The higher acidity of LMW persulfides versus thiols could lead one to think that, in the case of a protein, a negative charge would appear upon persulfidation. However, although pK a values for protein persulfides have not been reported so far, it is likely that the protein environment is able to tune the acidity of the persulfide as well as the acidity of the thiol, leading us to sound a note of caution against generalizations.

Another way in which persulfide formation could impact the properties of the parent protein is through the bulk of the additional sulfur atom, as exemplified by aquaporin 8 (Bestetti et al., 2018).

Last, at least some of the biological effects of persulfidation could be due to the particular products formed from persulfides in comparison to the parent thiols. For example, persulfides would not lead to irreversible oxidation products (they can revert back to thiol with reductants), while several products formed by thiol oxidation are irreversible. This could be one of the mechanisms explaining the protective effects of persulfidation.

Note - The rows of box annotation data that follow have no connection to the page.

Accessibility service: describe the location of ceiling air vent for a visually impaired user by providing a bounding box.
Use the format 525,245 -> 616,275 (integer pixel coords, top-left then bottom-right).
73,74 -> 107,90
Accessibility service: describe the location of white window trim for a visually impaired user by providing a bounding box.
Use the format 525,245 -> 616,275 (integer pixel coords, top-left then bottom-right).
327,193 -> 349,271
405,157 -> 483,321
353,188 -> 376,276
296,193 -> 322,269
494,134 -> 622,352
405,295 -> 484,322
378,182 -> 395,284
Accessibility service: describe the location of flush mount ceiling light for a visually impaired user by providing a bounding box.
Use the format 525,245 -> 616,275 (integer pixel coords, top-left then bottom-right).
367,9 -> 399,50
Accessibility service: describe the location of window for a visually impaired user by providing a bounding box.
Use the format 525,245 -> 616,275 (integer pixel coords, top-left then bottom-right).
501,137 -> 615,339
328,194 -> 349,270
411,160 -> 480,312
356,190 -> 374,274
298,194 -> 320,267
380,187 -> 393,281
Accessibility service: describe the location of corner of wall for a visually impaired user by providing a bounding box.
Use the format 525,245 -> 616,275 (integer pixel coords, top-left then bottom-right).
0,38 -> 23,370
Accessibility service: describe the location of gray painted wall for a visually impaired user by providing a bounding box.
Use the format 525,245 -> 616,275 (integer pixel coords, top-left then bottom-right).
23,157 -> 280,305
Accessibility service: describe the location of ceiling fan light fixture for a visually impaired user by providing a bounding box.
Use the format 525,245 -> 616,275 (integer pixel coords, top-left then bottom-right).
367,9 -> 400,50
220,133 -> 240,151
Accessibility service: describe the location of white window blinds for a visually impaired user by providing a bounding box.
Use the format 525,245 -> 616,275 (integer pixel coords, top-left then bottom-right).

The reactivity of several persulfides of biological interest is being unveiled. The physicochemical characterization assists in rationalizing their possible roles, and results should be evaluated cautiously, considering particular persulfides. Hopefully, the next few years will consolidate the assessment of the biological consequences of persulfidation from solid kinetic and thermodynamic grounds.